Project Summary/Abstract
Infection with Human Immunodeficiency Virus (HIV) affects an estimated 36.7 million worldwide. In the United
States, an estimated 1.1 million people are infected. As the access to antiretroviral treatment (ART) has
increased, the population of people infected with HIV live longer. Patients with viral suppression have
increased life expectancy. However, compare to age-matched individual without HIV infection, they have
shortened lifespan with higher rates of comorbidities, including cardiovascular diseases (CVD). Persistent
inflammation and chronic immune activation caused by HIV and likely ART results in a pro-inflammatory state
that increases the risk for cardiovascular disease. Though statins have been used to decrease the effects of
hyperlipidemia and inflammation on progression of cardiovascular disease, use of statins is underutilized in
patients with HIV and falls short of realistic goals for LDL reduction in these high-risk patients. Human CD24Fc,
developed by OncoImmune, Inc., is a recombinant fusion protein composed of the extracellular domain of
human CD24 and the Fc fragment of human IgG1. CD24 is expressed in wide range of cell types as an
important genetic modifier for several autoimmune diseases and inflammation in response to danger-
associated molecular pattern (DAMPs). Our published data demonstrated that CD24Fc prevented SIV-infected
macaques from developing AIDS through induction of inhibitors of inflammation while suppressing promotors
for inflammation and autoimmune disease. Our unpublished data showed that in human CD34+ hematopoietic
stem cell-reconstituted mouse HIV model, CD24Fc treatment suppressed production of inflammatory cytokines
and reduced activation and loss of CD4 T cells. In a Phase I clinical trial in healthy people, ascending doses of
CD24Fc (up to 240 mg) significantly decreased fasting LDL level and induced leptin level in serum. The
reduction of fasting LDL by CD24Fc is confirmed in a Phase IIa clinical trial in patients undergo hematopoietic
stem cell transplantation for leukemia.

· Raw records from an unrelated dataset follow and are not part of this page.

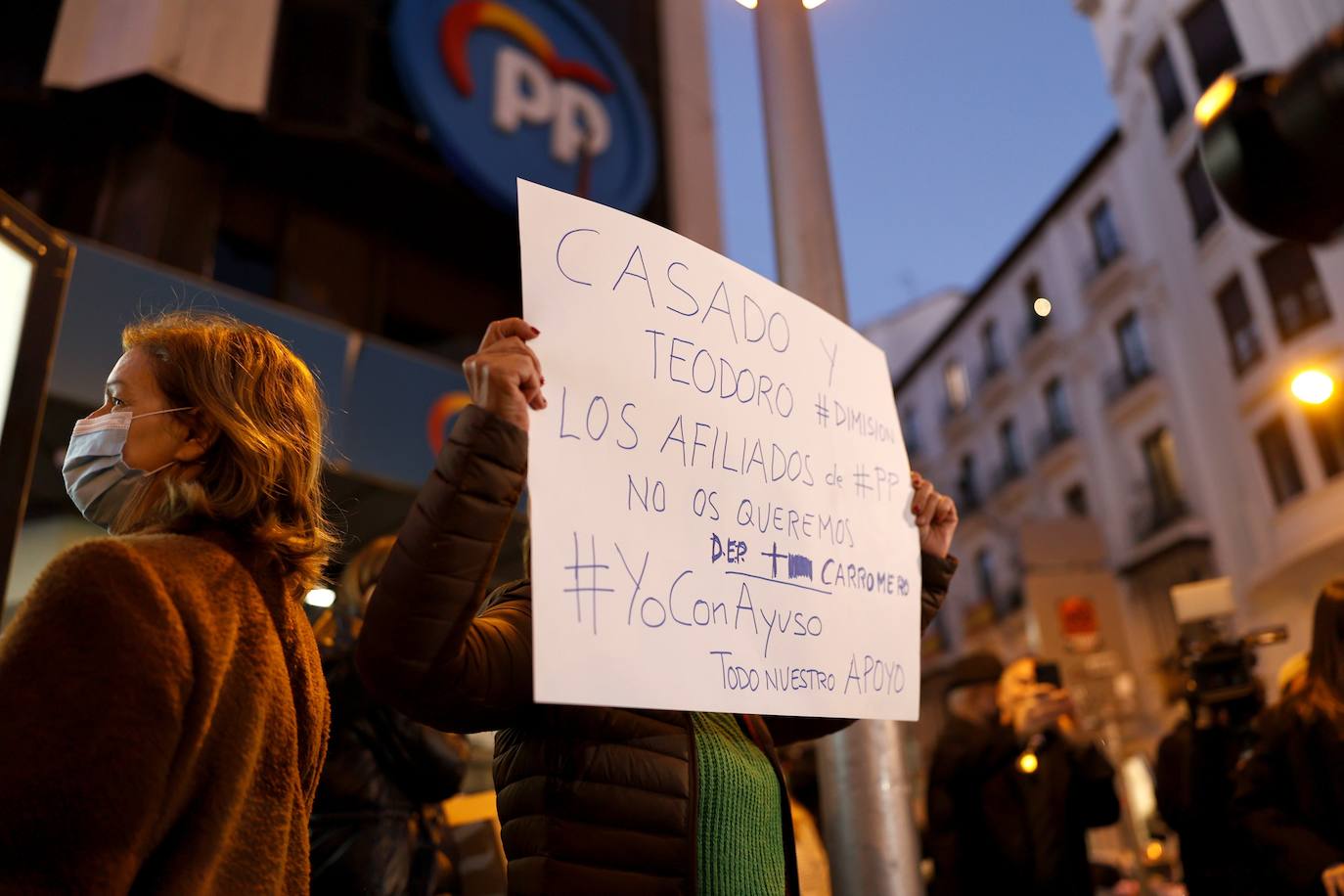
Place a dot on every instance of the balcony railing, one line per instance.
(969, 500)
(1157, 514)
(1007, 473)
(1032, 331)
(1097, 265)
(989, 371)
(1120, 381)
(1053, 435)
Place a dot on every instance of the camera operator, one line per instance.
(1292, 788)
(1026, 801)
(1195, 766)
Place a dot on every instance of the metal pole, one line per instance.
(805, 245)
(865, 787)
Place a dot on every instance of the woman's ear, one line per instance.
(200, 437)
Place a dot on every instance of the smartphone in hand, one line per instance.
(1048, 673)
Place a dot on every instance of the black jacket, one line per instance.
(1290, 794)
(380, 792)
(1195, 780)
(592, 799)
(994, 829)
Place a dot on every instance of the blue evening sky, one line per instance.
(949, 124)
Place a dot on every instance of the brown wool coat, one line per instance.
(162, 722)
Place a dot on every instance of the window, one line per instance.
(1010, 449)
(1326, 422)
(1167, 86)
(1075, 500)
(245, 263)
(1056, 409)
(1294, 287)
(1285, 477)
(1242, 338)
(910, 428)
(989, 342)
(1199, 197)
(966, 485)
(1213, 42)
(1106, 246)
(1164, 486)
(1133, 355)
(955, 381)
(1031, 291)
(985, 574)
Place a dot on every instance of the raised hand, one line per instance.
(504, 375)
(935, 515)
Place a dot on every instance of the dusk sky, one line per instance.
(949, 125)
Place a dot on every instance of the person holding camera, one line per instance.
(1290, 790)
(1196, 763)
(1023, 799)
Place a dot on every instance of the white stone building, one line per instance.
(1153, 398)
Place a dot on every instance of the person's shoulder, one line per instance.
(517, 591)
(96, 560)
(107, 589)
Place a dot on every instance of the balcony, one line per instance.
(967, 500)
(1035, 338)
(1157, 514)
(1098, 266)
(1007, 473)
(1055, 434)
(1121, 381)
(1106, 277)
(991, 381)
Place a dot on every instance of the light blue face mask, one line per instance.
(97, 477)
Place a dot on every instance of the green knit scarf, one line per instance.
(739, 833)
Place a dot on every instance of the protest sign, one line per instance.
(719, 490)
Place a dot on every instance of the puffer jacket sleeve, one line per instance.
(424, 649)
(935, 574)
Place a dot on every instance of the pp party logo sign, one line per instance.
(528, 89)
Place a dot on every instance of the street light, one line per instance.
(807, 4)
(1314, 387)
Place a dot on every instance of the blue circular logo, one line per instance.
(528, 89)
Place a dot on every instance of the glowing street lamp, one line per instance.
(807, 4)
(1314, 387)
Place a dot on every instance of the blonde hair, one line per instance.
(261, 478)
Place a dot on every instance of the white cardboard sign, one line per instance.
(719, 490)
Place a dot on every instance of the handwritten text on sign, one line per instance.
(719, 490)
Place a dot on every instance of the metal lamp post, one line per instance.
(866, 790)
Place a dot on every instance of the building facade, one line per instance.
(1128, 364)
(290, 162)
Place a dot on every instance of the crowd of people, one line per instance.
(173, 724)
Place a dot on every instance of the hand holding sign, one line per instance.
(935, 515)
(506, 375)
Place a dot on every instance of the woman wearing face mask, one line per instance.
(164, 715)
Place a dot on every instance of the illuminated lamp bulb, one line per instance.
(320, 598)
(1314, 387)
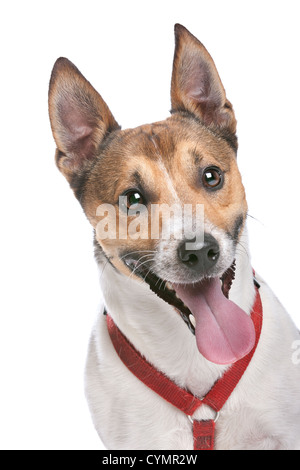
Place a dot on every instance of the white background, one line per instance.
(49, 286)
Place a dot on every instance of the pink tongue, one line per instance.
(224, 332)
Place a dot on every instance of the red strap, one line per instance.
(177, 396)
(204, 433)
(154, 379)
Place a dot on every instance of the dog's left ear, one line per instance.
(196, 85)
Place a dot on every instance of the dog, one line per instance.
(181, 303)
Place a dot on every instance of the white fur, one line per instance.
(262, 413)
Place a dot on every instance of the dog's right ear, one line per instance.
(79, 117)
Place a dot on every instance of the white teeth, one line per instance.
(192, 320)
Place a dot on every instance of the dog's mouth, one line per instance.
(224, 332)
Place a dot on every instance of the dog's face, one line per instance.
(188, 160)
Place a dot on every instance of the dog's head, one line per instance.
(178, 176)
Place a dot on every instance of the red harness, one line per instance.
(203, 431)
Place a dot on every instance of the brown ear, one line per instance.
(196, 85)
(79, 118)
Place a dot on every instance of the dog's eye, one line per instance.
(132, 200)
(213, 178)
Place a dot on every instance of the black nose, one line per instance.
(201, 260)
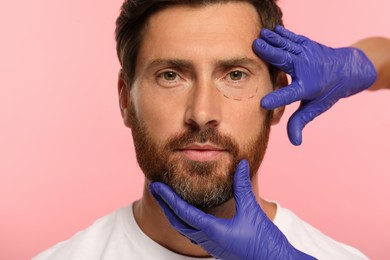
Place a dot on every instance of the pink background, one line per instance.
(66, 158)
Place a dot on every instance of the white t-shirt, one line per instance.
(117, 236)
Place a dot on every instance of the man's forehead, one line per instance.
(223, 33)
(235, 14)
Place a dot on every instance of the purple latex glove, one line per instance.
(248, 235)
(320, 75)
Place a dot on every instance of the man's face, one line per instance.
(188, 130)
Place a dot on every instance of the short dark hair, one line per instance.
(135, 13)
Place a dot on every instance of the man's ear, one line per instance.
(124, 99)
(281, 81)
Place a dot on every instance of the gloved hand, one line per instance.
(248, 235)
(320, 75)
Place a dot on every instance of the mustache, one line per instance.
(205, 135)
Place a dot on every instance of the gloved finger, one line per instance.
(300, 118)
(242, 185)
(274, 56)
(175, 221)
(283, 96)
(189, 214)
(278, 41)
(289, 34)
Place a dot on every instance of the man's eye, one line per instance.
(236, 75)
(169, 75)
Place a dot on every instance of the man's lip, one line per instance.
(199, 147)
(201, 152)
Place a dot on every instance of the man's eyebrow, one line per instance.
(186, 64)
(242, 61)
(176, 63)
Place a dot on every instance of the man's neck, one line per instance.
(151, 219)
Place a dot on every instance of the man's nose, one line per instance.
(204, 105)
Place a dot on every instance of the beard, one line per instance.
(203, 184)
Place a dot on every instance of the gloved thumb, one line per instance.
(242, 185)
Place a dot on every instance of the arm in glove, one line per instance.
(320, 75)
(248, 235)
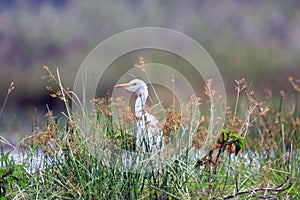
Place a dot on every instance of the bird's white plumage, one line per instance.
(148, 135)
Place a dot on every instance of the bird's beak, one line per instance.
(124, 85)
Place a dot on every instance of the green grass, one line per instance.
(255, 157)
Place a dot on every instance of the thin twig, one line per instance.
(278, 188)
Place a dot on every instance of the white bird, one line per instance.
(148, 135)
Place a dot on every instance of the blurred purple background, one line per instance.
(258, 40)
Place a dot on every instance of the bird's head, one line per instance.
(135, 85)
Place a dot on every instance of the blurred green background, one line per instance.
(258, 40)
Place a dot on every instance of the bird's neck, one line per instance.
(140, 102)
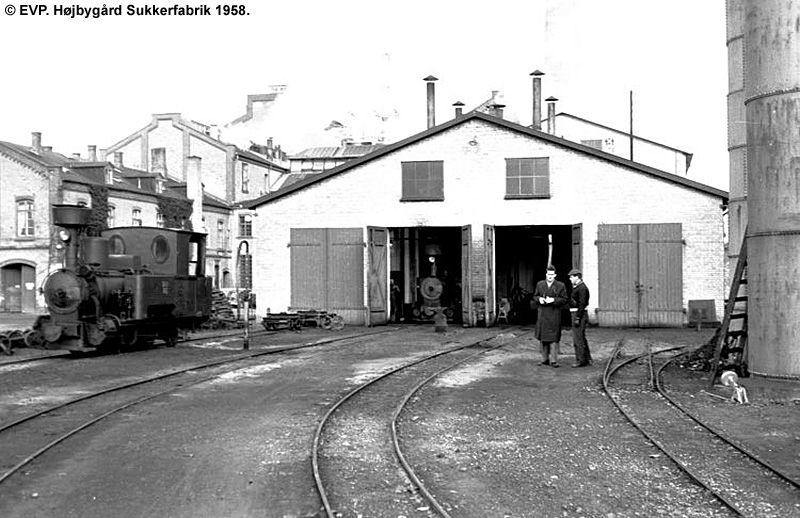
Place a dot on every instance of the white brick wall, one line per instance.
(584, 190)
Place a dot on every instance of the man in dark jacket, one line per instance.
(549, 297)
(578, 301)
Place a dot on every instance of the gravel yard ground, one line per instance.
(507, 437)
(501, 436)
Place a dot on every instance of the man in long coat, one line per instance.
(549, 297)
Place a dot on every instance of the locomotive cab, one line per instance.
(129, 286)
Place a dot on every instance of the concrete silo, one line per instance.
(772, 108)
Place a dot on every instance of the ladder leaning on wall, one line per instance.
(731, 337)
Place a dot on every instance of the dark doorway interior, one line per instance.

The results are consistent with the recently discovered connection
between inflammation and metabolic disorders. Based on these preliminary results, we propose that
treatment with CD24Fc can fortify negative regulation of innate immune responses, decrease LDL, and
thus reduce the risk of cardiovascular disease in HIV patients. To test this hypothesis, we will evaluate, in
HIV-infected individuals, the safety and efficacy of CD24Fc in normalizing lipid metabolism, reducing T cell
activation and viral reservoir. Sixty-four patients aged over 50 with HIV infection who are virally suppressed on
antiretroviral therapy for over 2 years will be randomized in a 1:1 ratio to receive either 240mg of CD24Fc or
placebo for 12 weeks, with a 24-week follow-up period. We will evaluate the safety and tolerability of the drug
as well as the changes in LDL and other cellular and soluble inflammatory parameters with CD24Fc treatment
and perform nuclear imaging studies to evaluate changes in myocardial perfusion and function with CD24Fc
treatment. This clinical trial will enroll an HIV cohort with 78% of African American. The study will uncover
critical knowledge in our understanding of the pathogenesis of adverse cardiovascular outcomes in HIV-
infected patients and test a novel approach for treating refractory hyperlipidemia.